Mon itinéraire m’amène assez rapidement sur une large route en terre et gravillons, mais je commence à en avoir l’habitude. Tant qu’il n’y a pas de cailloux de trop grande taille, ça passe. Et là ça passe même agréablement : pas une seule voiture sur des kilomètres, la seule rencontre sur le chemin est celle d’un lièvre pas plus effrayé que ça de m’apercevoir.
J’arrive bientôt devant deux ou trois maisons en bois, un peu de guingois comme je les aime. Puis d’autres apparaissent ensuite, toutes d’un charme fou. Il s’agit en fait d’un véritable village, qui porte le nom de Öjeby Kyrkstad. C’est visiblement la « vieille ville » d’une autre plus moderne : Öjebyn. C’est là que je prends mon repas de midi, avant de repartir sur les routes, ou plus exactement les pistes cyclables. Elles vont en effet se succéder pendant des kilomètres. La présence d’un pont haubané sur une de ces pistes a de quoi étonner, mais ça en dit long sur l’importance que la Suède accorde au vélo et à ses usagers : les infrastructures destinées aux cyclistes bénéficient visiblement de budgets et d’investissements sérieux.

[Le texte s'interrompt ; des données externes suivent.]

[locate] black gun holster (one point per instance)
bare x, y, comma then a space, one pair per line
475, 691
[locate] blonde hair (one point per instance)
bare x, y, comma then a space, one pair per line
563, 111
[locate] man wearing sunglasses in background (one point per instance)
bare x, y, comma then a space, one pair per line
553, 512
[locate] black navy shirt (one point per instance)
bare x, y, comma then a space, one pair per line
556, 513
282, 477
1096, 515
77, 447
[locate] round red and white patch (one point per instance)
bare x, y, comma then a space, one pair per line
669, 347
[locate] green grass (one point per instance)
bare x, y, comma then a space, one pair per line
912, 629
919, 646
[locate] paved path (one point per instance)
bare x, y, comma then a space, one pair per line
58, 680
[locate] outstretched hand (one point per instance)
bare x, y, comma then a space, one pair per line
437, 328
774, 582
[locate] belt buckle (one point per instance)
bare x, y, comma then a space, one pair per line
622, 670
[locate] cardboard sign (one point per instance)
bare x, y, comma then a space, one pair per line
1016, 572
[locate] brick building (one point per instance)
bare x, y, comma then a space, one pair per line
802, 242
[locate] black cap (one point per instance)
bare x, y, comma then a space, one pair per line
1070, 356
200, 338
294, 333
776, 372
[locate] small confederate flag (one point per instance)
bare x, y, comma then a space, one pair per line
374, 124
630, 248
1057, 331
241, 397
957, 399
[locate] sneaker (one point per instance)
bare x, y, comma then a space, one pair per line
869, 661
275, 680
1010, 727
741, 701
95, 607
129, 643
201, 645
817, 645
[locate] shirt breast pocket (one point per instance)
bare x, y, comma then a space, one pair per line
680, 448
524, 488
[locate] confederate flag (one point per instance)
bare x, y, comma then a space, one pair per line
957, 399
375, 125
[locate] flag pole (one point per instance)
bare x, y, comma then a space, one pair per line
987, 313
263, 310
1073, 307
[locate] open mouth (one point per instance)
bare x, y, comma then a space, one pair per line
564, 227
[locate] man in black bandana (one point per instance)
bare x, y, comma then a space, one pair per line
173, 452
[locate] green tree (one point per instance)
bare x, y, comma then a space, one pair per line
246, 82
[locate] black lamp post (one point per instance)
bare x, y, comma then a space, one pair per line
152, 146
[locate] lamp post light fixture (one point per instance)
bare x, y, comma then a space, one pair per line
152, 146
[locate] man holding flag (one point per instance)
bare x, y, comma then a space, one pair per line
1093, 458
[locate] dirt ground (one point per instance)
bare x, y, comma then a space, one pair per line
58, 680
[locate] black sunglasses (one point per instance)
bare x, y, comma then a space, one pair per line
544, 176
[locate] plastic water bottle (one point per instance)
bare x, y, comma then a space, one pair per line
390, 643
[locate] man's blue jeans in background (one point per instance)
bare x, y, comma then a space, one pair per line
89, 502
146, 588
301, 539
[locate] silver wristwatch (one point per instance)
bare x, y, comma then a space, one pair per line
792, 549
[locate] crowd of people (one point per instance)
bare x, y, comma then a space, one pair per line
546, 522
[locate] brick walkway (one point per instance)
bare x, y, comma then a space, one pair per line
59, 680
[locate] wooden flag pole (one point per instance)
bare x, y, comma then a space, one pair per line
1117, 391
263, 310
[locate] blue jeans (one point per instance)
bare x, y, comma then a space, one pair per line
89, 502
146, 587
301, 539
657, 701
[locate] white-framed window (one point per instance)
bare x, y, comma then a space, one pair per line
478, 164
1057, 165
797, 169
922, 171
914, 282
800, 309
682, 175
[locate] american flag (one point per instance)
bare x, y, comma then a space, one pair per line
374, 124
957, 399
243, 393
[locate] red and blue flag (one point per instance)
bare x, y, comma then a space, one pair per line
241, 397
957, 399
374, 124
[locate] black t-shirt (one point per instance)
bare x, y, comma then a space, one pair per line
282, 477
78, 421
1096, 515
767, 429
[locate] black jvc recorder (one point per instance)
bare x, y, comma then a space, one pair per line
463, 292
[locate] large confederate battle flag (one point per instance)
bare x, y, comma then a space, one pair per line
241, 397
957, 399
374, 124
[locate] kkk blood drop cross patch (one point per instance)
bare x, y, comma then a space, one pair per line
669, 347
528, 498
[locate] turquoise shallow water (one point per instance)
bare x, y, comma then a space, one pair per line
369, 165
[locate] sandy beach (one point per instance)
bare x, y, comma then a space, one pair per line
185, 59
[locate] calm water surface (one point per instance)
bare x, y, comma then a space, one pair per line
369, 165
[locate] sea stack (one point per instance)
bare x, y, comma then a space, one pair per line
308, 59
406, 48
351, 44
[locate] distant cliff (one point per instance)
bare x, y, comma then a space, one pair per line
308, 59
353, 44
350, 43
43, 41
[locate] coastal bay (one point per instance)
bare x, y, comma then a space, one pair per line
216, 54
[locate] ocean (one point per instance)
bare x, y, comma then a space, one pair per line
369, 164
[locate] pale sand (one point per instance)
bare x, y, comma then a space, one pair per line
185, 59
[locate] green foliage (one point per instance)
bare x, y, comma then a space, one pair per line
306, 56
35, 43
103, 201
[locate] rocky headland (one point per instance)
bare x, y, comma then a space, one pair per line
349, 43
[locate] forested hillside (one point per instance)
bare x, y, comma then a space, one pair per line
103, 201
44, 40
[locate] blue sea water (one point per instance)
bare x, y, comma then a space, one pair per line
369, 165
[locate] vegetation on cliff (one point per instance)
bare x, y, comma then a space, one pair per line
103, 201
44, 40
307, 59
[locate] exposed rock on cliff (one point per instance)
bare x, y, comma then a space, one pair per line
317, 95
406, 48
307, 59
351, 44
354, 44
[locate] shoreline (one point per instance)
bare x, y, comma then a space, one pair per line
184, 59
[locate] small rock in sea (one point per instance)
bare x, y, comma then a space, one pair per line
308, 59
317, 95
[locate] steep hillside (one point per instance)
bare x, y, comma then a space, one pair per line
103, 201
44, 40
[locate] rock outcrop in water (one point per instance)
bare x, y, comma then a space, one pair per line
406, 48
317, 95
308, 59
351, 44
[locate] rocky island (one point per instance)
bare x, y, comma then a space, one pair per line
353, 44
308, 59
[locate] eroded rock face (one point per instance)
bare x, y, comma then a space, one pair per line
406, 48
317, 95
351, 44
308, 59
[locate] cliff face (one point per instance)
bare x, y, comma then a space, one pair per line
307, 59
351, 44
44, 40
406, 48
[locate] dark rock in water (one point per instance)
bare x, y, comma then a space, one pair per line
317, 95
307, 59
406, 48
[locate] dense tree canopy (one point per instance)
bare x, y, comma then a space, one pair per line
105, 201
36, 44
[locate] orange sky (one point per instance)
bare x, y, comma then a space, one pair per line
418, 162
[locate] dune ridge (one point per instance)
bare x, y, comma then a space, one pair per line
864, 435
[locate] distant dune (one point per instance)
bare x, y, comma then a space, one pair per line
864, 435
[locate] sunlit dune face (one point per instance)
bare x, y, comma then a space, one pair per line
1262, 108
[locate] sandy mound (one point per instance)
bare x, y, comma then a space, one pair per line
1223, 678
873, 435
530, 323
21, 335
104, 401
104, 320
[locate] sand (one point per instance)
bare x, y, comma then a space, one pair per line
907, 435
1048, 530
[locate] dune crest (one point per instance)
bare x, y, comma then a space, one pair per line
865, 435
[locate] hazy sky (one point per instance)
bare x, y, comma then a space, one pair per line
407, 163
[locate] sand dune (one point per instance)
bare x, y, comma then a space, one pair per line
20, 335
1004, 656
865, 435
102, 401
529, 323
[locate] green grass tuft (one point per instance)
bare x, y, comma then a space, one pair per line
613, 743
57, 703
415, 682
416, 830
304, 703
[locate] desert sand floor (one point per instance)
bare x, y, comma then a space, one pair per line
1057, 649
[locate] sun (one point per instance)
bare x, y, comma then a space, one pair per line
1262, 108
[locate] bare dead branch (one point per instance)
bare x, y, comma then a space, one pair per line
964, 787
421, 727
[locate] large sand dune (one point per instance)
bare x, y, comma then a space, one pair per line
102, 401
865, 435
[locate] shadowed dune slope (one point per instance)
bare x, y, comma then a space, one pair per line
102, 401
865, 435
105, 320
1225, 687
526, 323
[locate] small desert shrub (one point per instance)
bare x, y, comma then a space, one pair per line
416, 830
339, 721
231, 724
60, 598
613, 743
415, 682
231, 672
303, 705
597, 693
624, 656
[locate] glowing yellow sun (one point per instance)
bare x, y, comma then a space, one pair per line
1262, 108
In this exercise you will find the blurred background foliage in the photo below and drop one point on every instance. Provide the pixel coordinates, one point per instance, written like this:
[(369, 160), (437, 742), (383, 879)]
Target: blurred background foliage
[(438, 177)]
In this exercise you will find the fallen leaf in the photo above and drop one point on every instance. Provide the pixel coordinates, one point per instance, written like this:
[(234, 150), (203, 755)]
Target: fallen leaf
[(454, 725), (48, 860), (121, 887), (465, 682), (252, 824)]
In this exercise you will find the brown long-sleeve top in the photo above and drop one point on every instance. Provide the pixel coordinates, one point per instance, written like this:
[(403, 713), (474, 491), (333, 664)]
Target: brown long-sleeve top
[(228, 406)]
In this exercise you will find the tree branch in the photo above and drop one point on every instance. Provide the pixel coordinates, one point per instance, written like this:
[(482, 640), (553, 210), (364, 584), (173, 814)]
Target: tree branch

Quelques kilomètres encore, et je franchis le cap symbolique des 1 000 premiers kilomètres.
À un carrefour, je suis attiré par un joli loppis (petite boutique de type brocante) qui arbore curieusement un panneau faisant la publicité de crème glacée. Je m’y arrête, et une très gentille dame me dit qu’en complément de sa boutique de vêtements de seconde main, elle a installé dans son propre jardin une petite terrasse pour les gens de passage, où il est possible de prendre un café tout en dégustant une pâtisserie. Ce que je ne prive pas de faire, tant l’endroit est charmant.
Petite parenthèse : en temps normal, je mange très rarement des pâtisseries et autres sucreries, mais depuis que je suis sur les routes dans ces conditions inédites pour mon métabolisme, je m’en régale et j’en redemande.
À quelques kilomètres de la fin prévue, j’aperçois quelqu’un qui me fait des grands signes : c’est un jeune cycliste voyageur, accompagné de deux jeunes filles au vélo bien chargé caractéristique des cyclovoyageurs. Il est Allemand, elles sont Finlandaises et viennent juste de se rencontrer, tous trois ont envie de sympathiser entre eux mais aussi avec moi. Ils m’expliquent que le genre d’endroit où nous nous trouvons en ce moment (un abri en bois) est typique de la Suède et de son accueil des voyageurs. Je le savais déjà mais je n’en dis rien. Ce qui est nouveau pour moi en revanche, c’est que certaines de ces zones d’accueil, comme celle-ci, sont parfois équipées d’un robinet d’eau potable. J’en profite pour faire le plein de mes gourdes, puis reprends ma route après avoir pris congé de mes sympathiques hôtes.
J’arrive enfin dans la petite ville de Byske, où je décide de m’installer dans un camping (le Byske Havsbad), ce sera l’occasion de prendre une bonne douche chaude et de faire un peu de lessive et de vaisselle vu qu’il n’est pas si tard.